Schreiber-mistral-nemo-12B Overview
Schreiber-mistral-nemo-12B is a 12 billion parameter language model developed by nbeerbower, building upon the nbeerbower/mistral-nemo-kartoffel-12B base. This model has been extensively fine-tuned using the ORPO (Odds Ratio Preference Optimization) method over three epochs, utilizing a single RTX A6000 GPU. Its training incorporated a rich array of DPO (Direct Preference Optimization) datasets, primarily sourced from literary works and synthetic fiction.
Key Capabilities
- Creative Text Generation: Optimized for producing high-quality, coherent, and engaging fictional narratives.
- Literary Style Adaptation: Benefits from fine-tuning on diverse literary datasets, including various Gutenberg collections and synthetic fiction, enabling it to generate text with nuanced stylistic elements.

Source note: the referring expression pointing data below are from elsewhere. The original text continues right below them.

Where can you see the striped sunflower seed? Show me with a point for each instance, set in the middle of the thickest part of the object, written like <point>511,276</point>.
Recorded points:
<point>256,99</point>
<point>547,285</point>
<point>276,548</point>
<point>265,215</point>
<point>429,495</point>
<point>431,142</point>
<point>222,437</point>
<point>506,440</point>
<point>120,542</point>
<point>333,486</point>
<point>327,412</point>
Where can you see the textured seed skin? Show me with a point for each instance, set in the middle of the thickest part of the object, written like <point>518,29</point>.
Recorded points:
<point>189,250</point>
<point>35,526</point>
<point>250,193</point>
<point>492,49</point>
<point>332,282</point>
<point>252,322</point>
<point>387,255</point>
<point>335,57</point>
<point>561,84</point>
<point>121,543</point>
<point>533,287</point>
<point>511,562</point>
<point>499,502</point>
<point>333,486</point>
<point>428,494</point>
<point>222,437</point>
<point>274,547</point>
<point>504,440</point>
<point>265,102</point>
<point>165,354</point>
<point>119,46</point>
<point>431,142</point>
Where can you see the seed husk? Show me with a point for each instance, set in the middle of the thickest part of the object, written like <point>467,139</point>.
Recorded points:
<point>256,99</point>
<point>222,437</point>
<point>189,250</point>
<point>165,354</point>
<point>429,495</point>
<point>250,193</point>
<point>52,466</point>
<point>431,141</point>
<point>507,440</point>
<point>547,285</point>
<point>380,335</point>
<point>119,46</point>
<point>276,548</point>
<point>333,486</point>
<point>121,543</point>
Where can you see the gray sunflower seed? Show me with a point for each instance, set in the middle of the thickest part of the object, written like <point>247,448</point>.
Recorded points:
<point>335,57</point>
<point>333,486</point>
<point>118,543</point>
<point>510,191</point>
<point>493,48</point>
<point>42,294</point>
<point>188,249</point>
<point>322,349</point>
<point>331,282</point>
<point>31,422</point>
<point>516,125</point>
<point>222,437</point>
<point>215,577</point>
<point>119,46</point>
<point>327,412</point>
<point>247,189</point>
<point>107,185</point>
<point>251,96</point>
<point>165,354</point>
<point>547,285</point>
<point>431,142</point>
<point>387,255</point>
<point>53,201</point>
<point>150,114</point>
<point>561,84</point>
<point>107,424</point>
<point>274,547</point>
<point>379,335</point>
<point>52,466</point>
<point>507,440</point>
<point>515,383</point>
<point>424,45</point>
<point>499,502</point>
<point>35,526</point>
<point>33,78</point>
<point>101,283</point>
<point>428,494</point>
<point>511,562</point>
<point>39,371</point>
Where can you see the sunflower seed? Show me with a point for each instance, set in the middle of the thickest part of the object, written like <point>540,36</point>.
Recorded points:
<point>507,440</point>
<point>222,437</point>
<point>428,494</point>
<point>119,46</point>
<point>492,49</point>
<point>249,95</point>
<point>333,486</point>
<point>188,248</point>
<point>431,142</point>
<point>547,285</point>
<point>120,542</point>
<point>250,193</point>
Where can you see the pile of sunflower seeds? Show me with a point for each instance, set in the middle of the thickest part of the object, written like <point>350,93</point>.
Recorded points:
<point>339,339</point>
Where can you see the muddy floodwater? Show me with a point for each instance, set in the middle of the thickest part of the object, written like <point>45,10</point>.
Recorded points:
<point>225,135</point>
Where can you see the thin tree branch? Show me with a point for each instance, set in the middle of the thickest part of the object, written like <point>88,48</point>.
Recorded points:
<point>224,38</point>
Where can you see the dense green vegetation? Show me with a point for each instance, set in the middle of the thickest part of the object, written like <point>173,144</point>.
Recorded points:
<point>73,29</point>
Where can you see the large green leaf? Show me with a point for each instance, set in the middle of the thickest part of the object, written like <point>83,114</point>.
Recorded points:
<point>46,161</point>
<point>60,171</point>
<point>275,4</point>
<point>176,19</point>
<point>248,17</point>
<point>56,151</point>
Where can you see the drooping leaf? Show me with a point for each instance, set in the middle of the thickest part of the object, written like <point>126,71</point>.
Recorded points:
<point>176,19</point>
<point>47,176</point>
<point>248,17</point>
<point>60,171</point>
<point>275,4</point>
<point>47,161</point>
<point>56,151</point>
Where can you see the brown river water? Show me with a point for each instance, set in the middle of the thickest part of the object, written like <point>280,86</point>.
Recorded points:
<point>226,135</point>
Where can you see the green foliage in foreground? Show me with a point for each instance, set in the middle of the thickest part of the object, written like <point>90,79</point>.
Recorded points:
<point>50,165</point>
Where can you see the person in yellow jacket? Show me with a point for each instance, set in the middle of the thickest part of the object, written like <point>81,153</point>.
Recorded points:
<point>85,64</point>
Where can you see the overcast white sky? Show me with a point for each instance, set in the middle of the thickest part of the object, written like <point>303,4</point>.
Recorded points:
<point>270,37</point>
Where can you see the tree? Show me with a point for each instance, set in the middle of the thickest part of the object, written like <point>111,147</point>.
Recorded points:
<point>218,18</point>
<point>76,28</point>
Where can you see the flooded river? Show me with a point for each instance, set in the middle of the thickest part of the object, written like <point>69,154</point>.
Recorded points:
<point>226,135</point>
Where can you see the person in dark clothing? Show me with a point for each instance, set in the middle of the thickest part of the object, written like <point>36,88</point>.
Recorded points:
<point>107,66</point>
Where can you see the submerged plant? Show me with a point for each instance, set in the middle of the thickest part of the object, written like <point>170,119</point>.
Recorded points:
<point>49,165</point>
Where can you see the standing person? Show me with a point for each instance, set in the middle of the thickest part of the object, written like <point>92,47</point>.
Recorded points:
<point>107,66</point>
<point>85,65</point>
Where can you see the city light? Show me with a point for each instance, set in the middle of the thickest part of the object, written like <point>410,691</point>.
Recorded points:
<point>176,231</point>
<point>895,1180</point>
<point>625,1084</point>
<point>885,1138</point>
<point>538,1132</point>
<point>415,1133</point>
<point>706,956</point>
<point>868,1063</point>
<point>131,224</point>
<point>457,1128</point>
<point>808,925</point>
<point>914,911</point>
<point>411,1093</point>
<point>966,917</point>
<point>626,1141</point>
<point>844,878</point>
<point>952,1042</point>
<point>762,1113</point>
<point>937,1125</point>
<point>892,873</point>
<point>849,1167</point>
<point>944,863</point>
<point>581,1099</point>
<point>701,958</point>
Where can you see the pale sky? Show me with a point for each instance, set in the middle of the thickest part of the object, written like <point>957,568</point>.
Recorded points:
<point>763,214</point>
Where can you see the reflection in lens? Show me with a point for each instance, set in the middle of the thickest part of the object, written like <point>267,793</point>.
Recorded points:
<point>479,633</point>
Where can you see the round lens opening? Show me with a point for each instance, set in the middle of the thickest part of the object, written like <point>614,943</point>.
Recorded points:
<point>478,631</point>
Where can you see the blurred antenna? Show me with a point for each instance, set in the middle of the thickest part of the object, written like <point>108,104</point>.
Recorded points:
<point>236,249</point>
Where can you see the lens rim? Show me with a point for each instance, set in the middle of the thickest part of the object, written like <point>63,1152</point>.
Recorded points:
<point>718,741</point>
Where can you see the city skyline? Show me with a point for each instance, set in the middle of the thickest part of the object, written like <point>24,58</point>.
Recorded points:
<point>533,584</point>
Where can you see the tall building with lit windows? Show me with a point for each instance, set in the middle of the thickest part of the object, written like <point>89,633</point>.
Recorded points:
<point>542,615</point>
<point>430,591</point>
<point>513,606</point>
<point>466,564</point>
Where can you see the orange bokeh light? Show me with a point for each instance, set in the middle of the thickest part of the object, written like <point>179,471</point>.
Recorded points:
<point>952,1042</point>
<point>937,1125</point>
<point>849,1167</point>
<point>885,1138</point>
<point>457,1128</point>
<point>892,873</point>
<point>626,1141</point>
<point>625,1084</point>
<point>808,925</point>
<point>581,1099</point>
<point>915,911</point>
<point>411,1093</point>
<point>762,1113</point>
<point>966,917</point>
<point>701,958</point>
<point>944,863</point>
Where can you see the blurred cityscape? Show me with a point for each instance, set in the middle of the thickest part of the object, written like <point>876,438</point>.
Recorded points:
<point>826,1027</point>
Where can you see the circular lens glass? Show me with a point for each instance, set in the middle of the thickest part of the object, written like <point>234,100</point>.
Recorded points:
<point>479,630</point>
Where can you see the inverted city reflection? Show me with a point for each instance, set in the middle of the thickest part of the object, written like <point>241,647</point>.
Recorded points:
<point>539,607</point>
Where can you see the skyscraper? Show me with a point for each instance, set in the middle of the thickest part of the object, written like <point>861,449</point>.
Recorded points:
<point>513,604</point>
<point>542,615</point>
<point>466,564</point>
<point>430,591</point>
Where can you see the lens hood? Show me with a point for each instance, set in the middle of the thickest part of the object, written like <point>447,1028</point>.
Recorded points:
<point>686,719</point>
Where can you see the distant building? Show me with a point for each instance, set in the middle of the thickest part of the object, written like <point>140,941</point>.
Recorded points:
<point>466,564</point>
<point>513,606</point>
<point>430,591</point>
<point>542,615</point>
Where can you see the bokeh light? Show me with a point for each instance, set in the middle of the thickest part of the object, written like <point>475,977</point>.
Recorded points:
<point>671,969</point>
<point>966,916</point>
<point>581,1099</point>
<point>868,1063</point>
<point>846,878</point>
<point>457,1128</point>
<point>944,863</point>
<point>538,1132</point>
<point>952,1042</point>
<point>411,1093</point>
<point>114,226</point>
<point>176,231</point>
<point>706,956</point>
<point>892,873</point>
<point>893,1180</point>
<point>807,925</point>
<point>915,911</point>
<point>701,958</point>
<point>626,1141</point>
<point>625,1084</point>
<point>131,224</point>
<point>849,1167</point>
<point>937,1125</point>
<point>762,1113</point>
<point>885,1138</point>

- Preference-Based Learning: Leverages ORPO tuning to align model outputs with preferred stylistic and content characteristics, enhancing the quality of generated text.
Training Details
The model's fine-tuning involved a QLoRA configuration for efficient memory usage and a specific ORPO configuration with a learning rate of 8e-6, cosine scheduler, and a beta of 0.1. It was trained with a max_length of 4096 tokens and max_prompt_length of 1024, allowing for substantial context handling during generation.